You are viewing a plain text version of this content. The canonical link for it is here.
Posted to solr-user@lucene.apache.org by Amit Nithian <an...@gmail.com> on 2014/01/27 19:36:03 UTC

Re: Boosting documents by categorical preferences

Hi Chris (and others interested in this),

Sorry for dropping off.. I got sidetracked with other work and came back to
this and finally got a V1 of this implemented.

The final process is as follows:
1) Pre-compute the global categorical num_ratings/average/std-dev (so for
Action the average rating may be 3.49 with stdDev of .99)
2) For a given user, retrieve the last X (X for me is 10) ratings and
compute the user's categorical affinities by taking the average rating for
all movies in that particular category (Action) subtract the global cat
average and divide by cat std_dev. Furthermore, multiply this by the
fraction of total user ratings in that category.
   -> For example, if a user's last 10 ratings consisted of 9/10 Drama and
1/10 Thriller, the z-score of the Thriller should be discounted relative to
that of the Drama so that it's more prominent the user's preference (either
positive or negative) to Drama.
3) Sort by the absolute value of the z-score (Thanks Hossman.. great
thought).
4) Return the top 3 (arbitrary number)
5) Modify the query to look like the following:

qq=tom hanks&q={!boost b=$b defType=edismax
v=$qq}&cat1=category:Children&cat2=category:Fantasy&cat3=category:Animation&b=sum(1,sum(product(query($cat1),0.22267872),product(query($cat2),0.21630952),product(query($cat3),0.21120241)))

basically b = 1+(pref1*query(category:something1) +
pref2*query(category:something2) + pref3*query(category:something3))

The initial results seem to be kinda promising... of course there are many
more optimizations I could do like decay user ratings over time to indicate
that preferences decay over time so a 5 rating a year ago doesn't count as
much as a 5 rating today.

Hope this helps others.

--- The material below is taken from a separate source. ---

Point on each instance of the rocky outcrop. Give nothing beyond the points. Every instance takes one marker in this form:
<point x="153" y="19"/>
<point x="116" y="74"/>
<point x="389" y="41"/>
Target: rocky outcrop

I'll open source what I have soon and post back. If
there is feedback or other thoughts let me know!

Cheers
Amit


On Fri, Nov 22, 2013 at 11:38 AM, Chris Hostetter
<ho...@fucit.org>wrote:

>
> : I thought about that but my concern/question was how. If I used the pow
> : function then I'm still boosting the bad categories by a small
> : amount..alternatively I could multiply by a negative number but does that
> : work as expected?
>
> I'm not sure i understand your concern: negative powers would give you
> values less then 1, positive powers would give you values greater then 1,
> and then you'd use those values as multiplicitive boosts -- so the values
> less then 1 would penalize the scores of existing matching docs in the
> categories the user dislikes.
>
> Oh wait ... i see, in your original email (and in my subsequent suggested
> tweak to use pow()) you were talking about sum()ing up these 3 category
> boosts (and i cut/pasted sum() in my example as well) ... yeah,
> using multiplcation there would make more sense if you wanted to do the
> "negative prefrences" as well, because then then score of any matching doc
> will be reduced if it matches on an "undesired" category -- and the
> amount it will be reduced will be determined by how strongly it
> matches on that category (ie: the base score returned by the nested
> query() func) and "how negative" the undesired prefrence value (ie:
> the pow() exponent) is
>
>
> qq=...
> q={!boost b=$b v=$qq}
>
> b=prod(pow(query($cat1,cat1z)),pow(query($cat2,cat2z)),pow(query($cat3,cat3z))
> cat1=...action...
> cat1z=1.48
> cat2=...comedy...
> cat2z=1.33
> cat3=...kids...
> cat3z=-1.7
>
>
> -Hoss
>

Re: Boosting documents by categorical preferences

Posted by Amit Nithian <an...@gmail.com>.
Chris,

Sounds good! Thanks for the tips.. I'll be glad to submit my talk to this
as I have a writeup pretty much ready to go.

Cheers
Amit


On Tue, Jan 28, 2014 at 11:24 AM, Chris Hostetter
<ho...@fucit.org>wrote:

>
> : The initial results seem to be kinda promising... of course there are
> many
> : more optimizations I could do like decay user ratings over time to
> indicate
> : that preferences decay over time so a 5 rating a year ago doesn't count
> as
> : much as a 5 rating today.
> :
> : Hope this helps others. I'll open source what I have soon and post back.
> If
> : there is feedback or other thoughts let me know!
>
> Hey Amit,
>
> Glad to hear your user based boosting experiments are paying off.  I would
> definitely love to see a more detailed writeup down the road showing off
> how it affects your final user metrics -- or perhaps even give a session
> on your technique at ApacheCon?
>
>
> http://events.linuxfoundation.org/events/apachecon-north-america/program/cfp
>
>
> -Hoss
> http://www.lucidworks.com/
>

Re: Boosting documents by categorical preferences

Posted by Chris Hostetter <ho...@fucit.org>.
: The initial results seem to be kinda promising... of course there are many
: more optimizations I could do like decay user ratings over time to indicate
: that preferences decay over time so a 5 rating a year ago doesn't count as
: much as a 5 rating today.
: 
: Hope this helps others. I'll open source what I have soon and post back. If
: there is feedback or other thoughts let me know!

Hey Amit,

Glad to hear your user based boosting experiments are paying off.  I would 
definitely love to see a more detailed writeup down the road showing off 
how it affects your final user metrics -- or perhaps even give a session 
on your technique at ApacheCon?

http://events.linuxfoundation.org/events/apachecon-north-america/program/cfp


-Hoss
http://www.lucidworks.com/